How to Make Your Own Awe-Inspiring S’mores Board
Courtesy of Heather Templeton

Looking for a new way to serve up dessert? S’mores charcuterie boards, or s’mores boards, are an innovative (and Instagram-friendly) way to allow guests to DIY their own sweet treats. With artfully arranged ingredients and some creative tricks of the trade, you can impress any crowd at home with your own imaginative (but quick-to-assemble) dessert presentation.

Brianna Arroyo, founder of Cheese and Honey, hopped on the trend early and shared with us her tips and tricks for making the most aesthetically-pleasing and functional s’mores boards. Compared to the traditional meat and cheese appetizer boards that dominate your social media feed, s’mores boards are a riff on dessert boards, meant more for assembling than eating the pieces individually. “Dessert and charcuterie boards are all about presentation and functionality,” Arroyo says. “S’mores boards work so well because s’mores are just three ingredients, but you can play with toppings and fruits.”

The key to making a great s’mores board is using great ingredients. Noelle Ramirez, co-founder of S’moreology in Los Angeles, created high-quality kits perfect for making your own artful s’mores board. S’moreology specializes in gourmet s’mores, like Churros and Chocolate or the Girl Scout-inspired Samoa S’mores Kit. If you’re looking to make a themed s’mores board like cookies and creme or birthday s’mores, try using a S’moreology kit to create a curated board—or combine many to make a diverse array. If you’re in the area, drop by S’moreology to try their gourmet s’mores, brownies, cookies, sundaes, and famous hot chocolate.

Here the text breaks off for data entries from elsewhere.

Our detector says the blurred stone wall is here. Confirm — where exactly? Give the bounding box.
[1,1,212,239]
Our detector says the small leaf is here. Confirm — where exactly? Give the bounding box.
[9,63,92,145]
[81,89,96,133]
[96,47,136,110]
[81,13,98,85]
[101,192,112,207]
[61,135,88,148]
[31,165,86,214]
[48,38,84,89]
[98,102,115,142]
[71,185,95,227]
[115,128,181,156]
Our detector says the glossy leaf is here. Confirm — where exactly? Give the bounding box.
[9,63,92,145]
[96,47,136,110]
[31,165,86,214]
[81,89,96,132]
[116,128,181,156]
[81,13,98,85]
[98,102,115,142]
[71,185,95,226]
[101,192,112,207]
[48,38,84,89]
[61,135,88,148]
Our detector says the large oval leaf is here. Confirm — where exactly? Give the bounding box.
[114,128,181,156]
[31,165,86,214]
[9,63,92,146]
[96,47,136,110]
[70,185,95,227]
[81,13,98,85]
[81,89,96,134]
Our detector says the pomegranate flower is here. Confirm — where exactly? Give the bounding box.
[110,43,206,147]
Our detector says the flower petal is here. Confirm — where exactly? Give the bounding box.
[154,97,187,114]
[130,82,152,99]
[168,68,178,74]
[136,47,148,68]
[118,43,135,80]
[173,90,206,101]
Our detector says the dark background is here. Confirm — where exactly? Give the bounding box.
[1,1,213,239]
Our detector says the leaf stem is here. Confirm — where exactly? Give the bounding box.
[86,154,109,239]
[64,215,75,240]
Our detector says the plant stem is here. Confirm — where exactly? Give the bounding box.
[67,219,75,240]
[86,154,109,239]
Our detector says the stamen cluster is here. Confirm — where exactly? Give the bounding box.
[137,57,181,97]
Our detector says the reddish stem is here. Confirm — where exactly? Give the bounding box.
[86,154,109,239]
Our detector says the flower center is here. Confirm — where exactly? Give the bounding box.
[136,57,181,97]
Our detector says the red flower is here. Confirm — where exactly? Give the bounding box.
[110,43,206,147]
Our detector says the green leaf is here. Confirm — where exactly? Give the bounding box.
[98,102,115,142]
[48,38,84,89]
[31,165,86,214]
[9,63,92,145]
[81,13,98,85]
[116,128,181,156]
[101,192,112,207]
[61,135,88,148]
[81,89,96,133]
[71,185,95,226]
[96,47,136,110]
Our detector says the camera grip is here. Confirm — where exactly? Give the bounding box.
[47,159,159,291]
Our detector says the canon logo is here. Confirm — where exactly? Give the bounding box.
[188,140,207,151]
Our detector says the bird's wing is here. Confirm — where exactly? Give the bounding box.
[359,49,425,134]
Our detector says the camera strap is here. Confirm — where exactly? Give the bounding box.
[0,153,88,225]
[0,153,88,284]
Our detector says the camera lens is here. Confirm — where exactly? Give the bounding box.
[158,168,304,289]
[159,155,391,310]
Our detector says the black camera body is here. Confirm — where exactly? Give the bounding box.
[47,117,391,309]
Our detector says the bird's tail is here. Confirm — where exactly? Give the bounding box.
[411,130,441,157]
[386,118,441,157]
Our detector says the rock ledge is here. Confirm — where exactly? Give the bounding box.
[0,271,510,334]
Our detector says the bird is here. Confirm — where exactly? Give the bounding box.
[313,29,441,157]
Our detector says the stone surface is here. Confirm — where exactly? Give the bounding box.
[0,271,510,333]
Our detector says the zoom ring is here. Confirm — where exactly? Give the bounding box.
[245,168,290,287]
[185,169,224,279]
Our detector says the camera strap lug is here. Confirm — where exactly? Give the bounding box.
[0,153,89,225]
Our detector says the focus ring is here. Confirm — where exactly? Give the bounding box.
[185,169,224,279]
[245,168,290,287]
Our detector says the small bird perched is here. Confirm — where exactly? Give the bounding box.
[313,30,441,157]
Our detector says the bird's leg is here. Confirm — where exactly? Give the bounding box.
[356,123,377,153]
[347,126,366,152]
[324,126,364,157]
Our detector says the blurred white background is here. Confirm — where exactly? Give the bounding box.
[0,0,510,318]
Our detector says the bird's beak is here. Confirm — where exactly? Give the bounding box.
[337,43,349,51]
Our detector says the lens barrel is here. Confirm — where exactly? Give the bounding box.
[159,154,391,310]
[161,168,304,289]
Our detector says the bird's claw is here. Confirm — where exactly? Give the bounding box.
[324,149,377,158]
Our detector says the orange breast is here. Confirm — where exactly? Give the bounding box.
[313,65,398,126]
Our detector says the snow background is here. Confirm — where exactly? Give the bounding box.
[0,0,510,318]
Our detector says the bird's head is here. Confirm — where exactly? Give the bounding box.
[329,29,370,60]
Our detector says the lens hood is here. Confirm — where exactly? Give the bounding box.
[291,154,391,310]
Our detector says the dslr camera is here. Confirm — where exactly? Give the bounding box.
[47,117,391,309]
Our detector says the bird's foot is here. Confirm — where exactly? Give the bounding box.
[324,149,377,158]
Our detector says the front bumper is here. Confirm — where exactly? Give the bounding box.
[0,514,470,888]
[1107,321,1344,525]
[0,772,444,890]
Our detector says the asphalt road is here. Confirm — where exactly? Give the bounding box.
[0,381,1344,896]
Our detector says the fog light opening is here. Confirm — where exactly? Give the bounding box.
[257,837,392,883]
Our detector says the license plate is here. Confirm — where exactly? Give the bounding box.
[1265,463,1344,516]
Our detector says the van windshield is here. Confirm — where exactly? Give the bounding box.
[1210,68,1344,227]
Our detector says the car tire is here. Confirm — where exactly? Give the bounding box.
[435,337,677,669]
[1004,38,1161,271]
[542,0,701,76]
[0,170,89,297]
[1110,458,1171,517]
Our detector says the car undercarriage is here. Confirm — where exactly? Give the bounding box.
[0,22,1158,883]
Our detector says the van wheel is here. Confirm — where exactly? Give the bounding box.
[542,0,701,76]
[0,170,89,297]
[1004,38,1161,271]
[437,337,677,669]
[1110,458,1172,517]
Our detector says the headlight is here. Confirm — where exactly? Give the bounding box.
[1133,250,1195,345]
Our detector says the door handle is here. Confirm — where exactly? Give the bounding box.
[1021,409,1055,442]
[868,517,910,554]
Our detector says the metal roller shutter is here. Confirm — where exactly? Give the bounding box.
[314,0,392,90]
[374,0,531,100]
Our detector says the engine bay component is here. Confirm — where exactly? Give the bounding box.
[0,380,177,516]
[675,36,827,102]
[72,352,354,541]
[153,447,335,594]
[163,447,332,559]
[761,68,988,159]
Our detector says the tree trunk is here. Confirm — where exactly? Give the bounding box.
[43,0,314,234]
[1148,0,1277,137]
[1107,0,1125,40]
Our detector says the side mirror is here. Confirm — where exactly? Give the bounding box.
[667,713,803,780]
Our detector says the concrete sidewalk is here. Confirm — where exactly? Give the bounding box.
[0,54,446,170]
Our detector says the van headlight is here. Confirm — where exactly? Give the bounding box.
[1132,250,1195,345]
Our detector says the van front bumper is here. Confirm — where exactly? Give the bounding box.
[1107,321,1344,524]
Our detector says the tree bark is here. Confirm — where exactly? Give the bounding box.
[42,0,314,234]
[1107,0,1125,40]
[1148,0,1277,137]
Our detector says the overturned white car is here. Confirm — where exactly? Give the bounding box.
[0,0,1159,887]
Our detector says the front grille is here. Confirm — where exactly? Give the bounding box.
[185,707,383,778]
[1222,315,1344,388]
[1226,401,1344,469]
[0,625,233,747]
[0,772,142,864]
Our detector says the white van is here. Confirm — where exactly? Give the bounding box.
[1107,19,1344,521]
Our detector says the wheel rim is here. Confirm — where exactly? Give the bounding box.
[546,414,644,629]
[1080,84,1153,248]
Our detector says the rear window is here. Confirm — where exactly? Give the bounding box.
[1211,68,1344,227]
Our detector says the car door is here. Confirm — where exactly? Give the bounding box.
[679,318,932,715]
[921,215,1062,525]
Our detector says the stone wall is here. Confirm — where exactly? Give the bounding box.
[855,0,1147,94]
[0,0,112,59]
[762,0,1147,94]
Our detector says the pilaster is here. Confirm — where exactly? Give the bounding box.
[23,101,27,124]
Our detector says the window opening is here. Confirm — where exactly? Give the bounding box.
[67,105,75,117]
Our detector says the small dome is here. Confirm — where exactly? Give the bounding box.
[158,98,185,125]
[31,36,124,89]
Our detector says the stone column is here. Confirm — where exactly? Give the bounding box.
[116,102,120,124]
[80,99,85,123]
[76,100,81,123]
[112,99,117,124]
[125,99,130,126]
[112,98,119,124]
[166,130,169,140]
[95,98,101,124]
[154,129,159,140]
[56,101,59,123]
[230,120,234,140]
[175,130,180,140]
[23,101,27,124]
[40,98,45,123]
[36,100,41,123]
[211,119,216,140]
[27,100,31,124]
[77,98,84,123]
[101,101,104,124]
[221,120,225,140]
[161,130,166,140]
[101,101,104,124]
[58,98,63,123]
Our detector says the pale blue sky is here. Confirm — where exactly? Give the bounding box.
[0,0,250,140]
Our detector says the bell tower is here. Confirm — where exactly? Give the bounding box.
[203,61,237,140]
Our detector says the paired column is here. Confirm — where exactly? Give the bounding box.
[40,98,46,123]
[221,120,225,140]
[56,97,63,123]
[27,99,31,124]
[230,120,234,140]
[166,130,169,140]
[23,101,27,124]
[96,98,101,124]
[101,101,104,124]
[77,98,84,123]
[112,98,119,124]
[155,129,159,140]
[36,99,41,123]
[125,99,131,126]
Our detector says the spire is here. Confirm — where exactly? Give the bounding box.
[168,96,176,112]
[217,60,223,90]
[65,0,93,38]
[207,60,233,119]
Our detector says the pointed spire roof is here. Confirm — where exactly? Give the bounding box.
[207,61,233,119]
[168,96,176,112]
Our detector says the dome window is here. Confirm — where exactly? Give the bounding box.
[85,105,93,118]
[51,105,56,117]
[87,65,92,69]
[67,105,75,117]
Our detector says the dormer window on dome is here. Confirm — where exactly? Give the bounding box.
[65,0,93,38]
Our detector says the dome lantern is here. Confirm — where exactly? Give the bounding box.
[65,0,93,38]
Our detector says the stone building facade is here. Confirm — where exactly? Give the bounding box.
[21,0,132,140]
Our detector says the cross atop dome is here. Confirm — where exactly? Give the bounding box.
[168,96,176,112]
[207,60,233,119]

Heather Templeton, founder of food blog Heather’s Home Bakery, created her first s’mores board to experiment with dessert experiences for her family. “S’mores boards are a fast way to set up an entire dessert board for your guests,” she says. “You can also use peanut butter cups instead of chocolate bars for a peanut butter kick, or try shortbread cookies instead of graham crackers for a more buttery, cookie bar feel.”

Templeton demonstrates how to creatively arrange a s’mores board in the video below:

To make an indoors s’mores board, Arroyo recommends starting the assembly in the middle with a heat source. “For s’mores boards, you want to start with making the burner the centerpiece so that it helps stand the other ingredients up—and you need it to cook the s’mores,” she explains. Arroyo likes to make the board look as though it’s flowing, with all the ingredients in a diagonal or circular arrangement.

Next, she places the marshmallows and graham crackers on opposite ends of the board. “You want everything to flow directly to the burner, so pile the edges of the boards and have them trickle down as you move to the center.” For the chocolate, Arroyo suggests breaking up the bars to the sizes you would use in one s’more so people don’t need to break up pieces on their own.  

For the final step, Arroyo likes to use fresh fruit and baked goods as fillers. Wherever you see gaps, plop in strawberries, blueberries, mini chocolate chip cookies, or brownie bites. These additions serve as palate refreshers and a break from ooey gooey sweetness.